The commercial makes both out to be very clueless about their investments as the husband declares, ”Well they move the money around at the right times for retirement…I don’t know, I just let the company take care of it.”
Welcome to the world of easy investing as marketed by the mutual fund industry. These target funds were designed for you not to think. You are instructed to figure out when you are going to retire and pick the fund that is closes to your retirement date. For example, if you were retiring in 2020, you would pick the 2020 target funds. If you were retiring in 2035, you would pick the 2035 target fund.
The whole idea is that the fund is intended to change risk levels as you get closer to your retirement.

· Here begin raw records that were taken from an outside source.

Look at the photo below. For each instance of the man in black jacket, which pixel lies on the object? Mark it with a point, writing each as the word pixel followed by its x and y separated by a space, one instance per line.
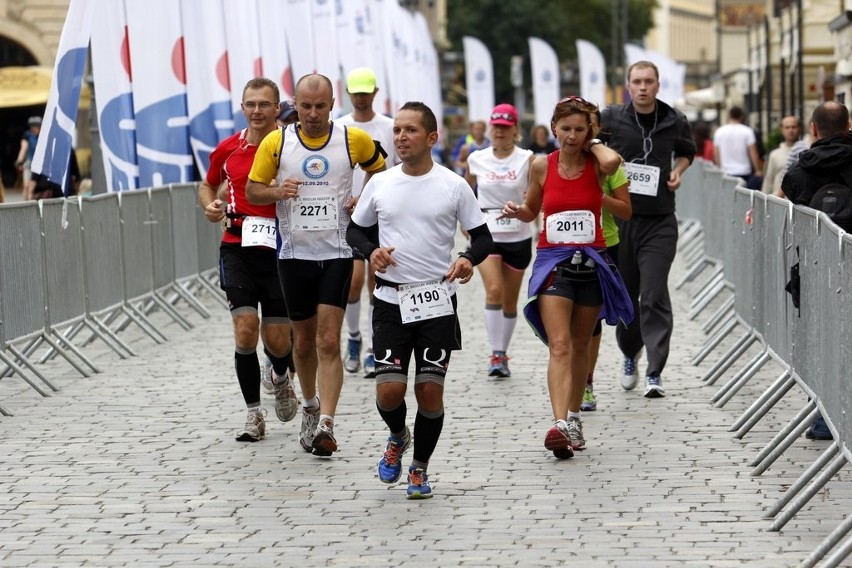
pixel 648 134
pixel 827 158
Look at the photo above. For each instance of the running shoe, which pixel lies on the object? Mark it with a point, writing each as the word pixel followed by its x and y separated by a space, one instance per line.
pixel 266 376
pixel 286 403
pixel 499 365
pixel 590 403
pixel 255 428
pixel 418 483
pixel 310 419
pixel 390 466
pixel 353 354
pixel 575 433
pixel 324 443
pixel 654 386
pixel 370 365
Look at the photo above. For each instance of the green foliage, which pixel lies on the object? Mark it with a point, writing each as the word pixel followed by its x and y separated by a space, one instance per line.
pixel 504 26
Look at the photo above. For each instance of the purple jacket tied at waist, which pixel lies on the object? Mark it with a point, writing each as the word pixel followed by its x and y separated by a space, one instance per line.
pixel 617 304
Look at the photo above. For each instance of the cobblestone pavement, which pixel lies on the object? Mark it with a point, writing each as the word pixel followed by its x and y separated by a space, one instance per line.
pixel 137 466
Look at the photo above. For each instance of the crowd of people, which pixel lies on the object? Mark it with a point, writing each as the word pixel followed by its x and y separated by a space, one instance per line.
pixel 313 208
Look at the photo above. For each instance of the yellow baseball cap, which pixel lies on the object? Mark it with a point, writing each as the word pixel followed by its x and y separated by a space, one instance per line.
pixel 361 80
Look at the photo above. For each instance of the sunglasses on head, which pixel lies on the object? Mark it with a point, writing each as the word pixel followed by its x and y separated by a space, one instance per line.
pixel 502 116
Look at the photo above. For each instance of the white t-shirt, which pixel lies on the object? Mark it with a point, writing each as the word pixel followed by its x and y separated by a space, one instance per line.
pixel 499 180
pixel 418 216
pixel 380 127
pixel 732 141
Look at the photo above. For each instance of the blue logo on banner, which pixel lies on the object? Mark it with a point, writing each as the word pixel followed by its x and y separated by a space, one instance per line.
pixel 162 137
pixel 57 140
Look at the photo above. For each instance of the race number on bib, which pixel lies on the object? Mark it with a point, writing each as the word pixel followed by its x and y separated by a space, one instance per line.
pixel 424 300
pixel 574 227
pixel 644 180
pixel 314 213
pixel 259 232
pixel 504 225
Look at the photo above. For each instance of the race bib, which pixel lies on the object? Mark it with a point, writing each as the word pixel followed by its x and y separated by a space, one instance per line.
pixel 314 213
pixel 505 225
pixel 571 227
pixel 424 300
pixel 644 180
pixel 259 232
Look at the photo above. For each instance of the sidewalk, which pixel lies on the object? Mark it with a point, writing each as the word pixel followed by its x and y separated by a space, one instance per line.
pixel 138 466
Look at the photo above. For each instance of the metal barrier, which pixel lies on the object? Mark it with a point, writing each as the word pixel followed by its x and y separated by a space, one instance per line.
pixel 753 240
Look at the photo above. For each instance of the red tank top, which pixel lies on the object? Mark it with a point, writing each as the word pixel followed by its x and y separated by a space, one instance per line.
pixel 581 194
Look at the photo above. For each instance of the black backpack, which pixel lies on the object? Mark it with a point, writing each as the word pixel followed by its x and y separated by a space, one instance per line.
pixel 835 200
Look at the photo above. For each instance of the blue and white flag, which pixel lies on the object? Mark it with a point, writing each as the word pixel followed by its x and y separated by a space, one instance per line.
pixel 53 150
pixel 592 73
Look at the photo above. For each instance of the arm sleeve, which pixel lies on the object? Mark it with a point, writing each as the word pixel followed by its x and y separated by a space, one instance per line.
pixel 481 243
pixel 361 238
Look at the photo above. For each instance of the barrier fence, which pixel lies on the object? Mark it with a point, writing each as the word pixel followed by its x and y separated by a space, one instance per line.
pixel 79 270
pixel 101 264
pixel 746 245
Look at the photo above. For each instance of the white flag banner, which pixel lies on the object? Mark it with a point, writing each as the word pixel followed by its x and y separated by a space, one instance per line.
pixel 296 27
pixel 428 68
pixel 544 66
pixel 592 73
pixel 242 37
pixel 53 149
pixel 672 73
pixel 479 79
pixel 208 89
pixel 325 49
pixel 275 46
pixel 116 121
pixel 159 92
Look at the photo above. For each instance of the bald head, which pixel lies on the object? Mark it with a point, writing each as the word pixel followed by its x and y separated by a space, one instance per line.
pixel 830 118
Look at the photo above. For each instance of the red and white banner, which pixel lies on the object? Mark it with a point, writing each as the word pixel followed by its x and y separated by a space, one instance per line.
pixel 116 121
pixel 208 88
pixel 53 150
pixel 544 65
pixel 242 36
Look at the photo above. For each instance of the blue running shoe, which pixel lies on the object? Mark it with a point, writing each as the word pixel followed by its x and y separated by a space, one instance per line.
pixel 418 483
pixel 353 354
pixel 390 466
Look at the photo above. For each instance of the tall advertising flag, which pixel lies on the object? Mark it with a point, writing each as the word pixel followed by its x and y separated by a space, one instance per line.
pixel 244 62
pixel 545 79
pixel 479 79
pixel 159 92
pixel 113 80
pixel 53 149
pixel 208 89
pixel 592 73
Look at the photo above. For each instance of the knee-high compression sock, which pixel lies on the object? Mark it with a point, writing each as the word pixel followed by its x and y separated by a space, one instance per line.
pixel 494 326
pixel 248 375
pixel 427 430
pixel 280 364
pixel 394 417
pixel 353 318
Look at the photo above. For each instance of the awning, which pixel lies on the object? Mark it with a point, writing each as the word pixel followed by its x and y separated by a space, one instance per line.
pixel 29 86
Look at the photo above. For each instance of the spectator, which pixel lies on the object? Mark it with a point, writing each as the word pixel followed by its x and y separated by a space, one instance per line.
pixel 735 147
pixel 776 163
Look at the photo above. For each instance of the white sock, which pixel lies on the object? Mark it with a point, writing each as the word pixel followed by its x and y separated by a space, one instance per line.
pixel 509 321
pixel 353 318
pixel 494 326
pixel 368 336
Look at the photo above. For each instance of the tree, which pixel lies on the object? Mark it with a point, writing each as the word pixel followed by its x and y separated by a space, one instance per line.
pixel 504 27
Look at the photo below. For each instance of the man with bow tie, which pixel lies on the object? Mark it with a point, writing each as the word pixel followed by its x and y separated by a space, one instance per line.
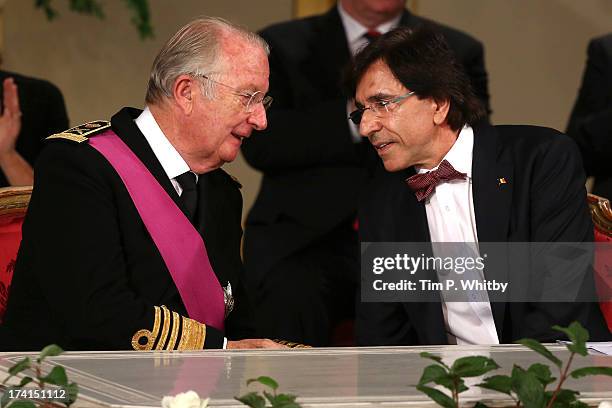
pixel 300 244
pixel 452 178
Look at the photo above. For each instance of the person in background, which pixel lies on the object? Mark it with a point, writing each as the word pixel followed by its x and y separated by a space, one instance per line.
pixel 32 110
pixel 300 247
pixel 590 123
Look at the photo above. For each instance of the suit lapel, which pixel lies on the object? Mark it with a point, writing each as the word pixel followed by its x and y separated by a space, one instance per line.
pixel 492 184
pixel 123 124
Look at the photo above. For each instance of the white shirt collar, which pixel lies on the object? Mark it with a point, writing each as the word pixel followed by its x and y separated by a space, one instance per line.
pixel 354 30
pixel 460 154
pixel 170 159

However, are these funds making the appropriate changes?
According to a Chicago-based Morningstar Inc. analysis of the 25 largest target date funds, some had between 20% and 30% of total assets invested in mortgage bonds and/or financial stocks. These are some of the riskiest investments you can own. So, can you imagine retiring in 2010 and taking some substantial unintended risk in your portfolio?

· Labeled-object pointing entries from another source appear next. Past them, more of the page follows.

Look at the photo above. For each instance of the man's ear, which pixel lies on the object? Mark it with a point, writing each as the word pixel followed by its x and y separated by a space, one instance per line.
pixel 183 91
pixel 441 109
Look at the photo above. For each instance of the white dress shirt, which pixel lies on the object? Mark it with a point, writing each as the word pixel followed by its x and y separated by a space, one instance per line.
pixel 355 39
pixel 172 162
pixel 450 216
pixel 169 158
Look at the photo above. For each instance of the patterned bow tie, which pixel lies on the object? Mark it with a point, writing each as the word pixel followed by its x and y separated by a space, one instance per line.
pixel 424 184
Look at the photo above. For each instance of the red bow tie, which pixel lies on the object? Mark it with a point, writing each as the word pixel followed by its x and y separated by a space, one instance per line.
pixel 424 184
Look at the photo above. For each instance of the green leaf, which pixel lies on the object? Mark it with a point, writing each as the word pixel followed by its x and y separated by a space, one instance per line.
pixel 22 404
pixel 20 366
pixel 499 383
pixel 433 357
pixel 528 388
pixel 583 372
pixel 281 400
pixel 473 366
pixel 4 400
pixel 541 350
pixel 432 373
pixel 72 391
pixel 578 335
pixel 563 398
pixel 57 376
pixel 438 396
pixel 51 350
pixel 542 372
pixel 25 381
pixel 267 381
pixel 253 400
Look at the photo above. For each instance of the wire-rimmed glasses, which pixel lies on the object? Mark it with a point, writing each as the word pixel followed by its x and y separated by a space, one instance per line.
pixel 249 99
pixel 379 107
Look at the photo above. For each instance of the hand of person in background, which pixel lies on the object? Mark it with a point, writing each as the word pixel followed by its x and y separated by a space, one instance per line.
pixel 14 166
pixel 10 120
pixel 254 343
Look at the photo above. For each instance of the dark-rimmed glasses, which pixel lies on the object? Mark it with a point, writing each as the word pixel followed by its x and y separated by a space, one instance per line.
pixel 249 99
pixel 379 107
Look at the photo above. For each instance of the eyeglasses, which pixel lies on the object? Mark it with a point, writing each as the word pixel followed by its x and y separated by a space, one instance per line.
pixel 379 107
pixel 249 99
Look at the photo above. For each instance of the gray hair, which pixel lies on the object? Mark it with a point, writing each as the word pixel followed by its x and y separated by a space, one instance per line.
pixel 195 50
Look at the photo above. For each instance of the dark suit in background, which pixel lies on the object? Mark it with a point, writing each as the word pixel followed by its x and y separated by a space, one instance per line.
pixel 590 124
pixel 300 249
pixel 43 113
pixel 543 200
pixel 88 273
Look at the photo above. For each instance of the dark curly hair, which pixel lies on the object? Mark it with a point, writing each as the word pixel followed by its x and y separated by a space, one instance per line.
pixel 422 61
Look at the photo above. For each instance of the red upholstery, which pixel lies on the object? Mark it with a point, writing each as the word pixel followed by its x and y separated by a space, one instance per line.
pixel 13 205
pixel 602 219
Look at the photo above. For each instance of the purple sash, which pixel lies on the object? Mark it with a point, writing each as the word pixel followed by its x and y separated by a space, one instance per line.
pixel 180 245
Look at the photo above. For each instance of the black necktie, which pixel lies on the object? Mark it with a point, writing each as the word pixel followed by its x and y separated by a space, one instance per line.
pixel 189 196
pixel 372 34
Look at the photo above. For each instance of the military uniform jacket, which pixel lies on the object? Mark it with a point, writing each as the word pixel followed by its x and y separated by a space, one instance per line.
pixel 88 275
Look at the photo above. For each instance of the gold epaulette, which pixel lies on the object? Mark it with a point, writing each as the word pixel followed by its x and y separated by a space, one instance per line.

One 2010 target fund is -11% year to date. This fund has a 67% stake in stocks. So someone retiring in less than 2 years has a 67% stock exposure while in this fund. The fund brochure says it is designed for investors in their 60’s about to approach retirement.
How about a 2005 target fund? This is for someone already invested. One very popular fund from a large fund company is -8% year to date. That is for someone already in retirement.
Here is the bottom line when it comes to investing.
First, you can never go on autopilot as the mutual fund industry would like you to think. You need a system that will help you establish what is acceptable and what is not when it comes to your investment returns. For instance, there could be as much as a 10% difference between one of the worst target date funds and the best.
Second, if you are going to have a buy and hold type portfolio, you need a great deal more diversification than a target or lifestyle fund will provide.
Third, when investing in anything that is earmarked conservative, take a great deal of time investigating what it is that makes that fund conservative. There are too many examples of conservative funds that have lost a great deal of money.